Reputation: 2661
I was able to setup a SCD Type 2 process quite easily using the ADF UI for one table BUT I don't see an easy way to scale to the 1000s of datasources we've. I don't see any Java APIs that will allow me to write ADF Pipelines/Dataflow and configure & trigger them dynamically. No UI to allow which tables to choose from a particular database etc. I looked at Azure Datalake Gen 2, Azure Databricks etc. I don't see any tool in Azure that will allow us to replace the UI driven Data Lake ingestion process we've built in house.

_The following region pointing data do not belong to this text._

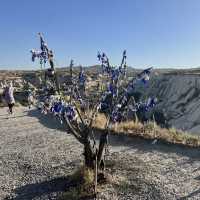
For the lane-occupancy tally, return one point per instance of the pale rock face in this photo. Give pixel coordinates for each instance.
(179, 97)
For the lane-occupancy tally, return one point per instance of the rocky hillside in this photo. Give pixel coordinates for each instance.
(178, 95)
(178, 92)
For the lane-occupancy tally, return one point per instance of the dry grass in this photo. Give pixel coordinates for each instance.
(149, 130)
(84, 179)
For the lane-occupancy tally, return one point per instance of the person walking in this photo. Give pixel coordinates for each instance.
(9, 97)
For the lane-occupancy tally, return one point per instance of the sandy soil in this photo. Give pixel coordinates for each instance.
(37, 156)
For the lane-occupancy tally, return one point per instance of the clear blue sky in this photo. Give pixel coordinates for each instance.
(162, 33)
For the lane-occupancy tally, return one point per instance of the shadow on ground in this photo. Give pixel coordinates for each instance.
(47, 189)
(47, 120)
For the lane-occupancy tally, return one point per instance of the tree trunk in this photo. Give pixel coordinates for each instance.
(89, 155)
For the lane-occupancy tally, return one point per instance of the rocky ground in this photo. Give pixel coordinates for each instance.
(37, 156)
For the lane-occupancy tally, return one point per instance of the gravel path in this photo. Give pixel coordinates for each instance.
(37, 155)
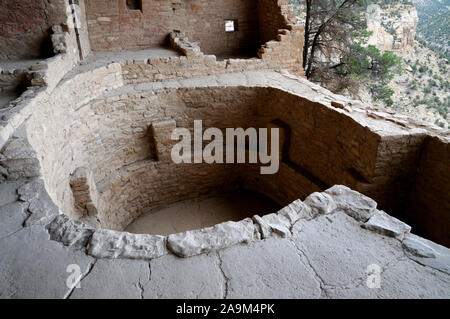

Am I missing something?
On a side note, we've an old Data lake application that ingests data from thousands of datasources such as Databases, log files, web applications etc and stores data on HDFS (a typical architecture) using technologies as Java, Spark, Kafka etc. We're evaluating Azure Active Data Factory to replace it.
Upvotes: 0
Views: 1408
Reputation: 161
You could leverage the REST API from Java to build out pipelines using code.
https://learn.microsoft.com/en-us/azure/data-factory/quickstart-create-data-factory-rest-api
Upvotes: 0
Reputation: 3838
There is a generic SCD (Type 1, but you can retrofit to Type 2) example built into ADF. Go to New > Pipeline from template > Transform with Data flows > Generic SCD Type 1.
This pattern is outlined here: https://techcommunity.microsoft.com/t5/azure-data-factory/create-generic-scd-pattern-in-adf-mapping-data-flows/ba-p/918519.
You can also iterate over schemaless table datasets for Foreach inside a pipeline, calling the same data flow on every iteration.
Lastly, if you still wish to stamp-out data flows programmatically, the .NET and PowerShell SDKs are listed in the references section of the online Azure docs.
Upvotes: 0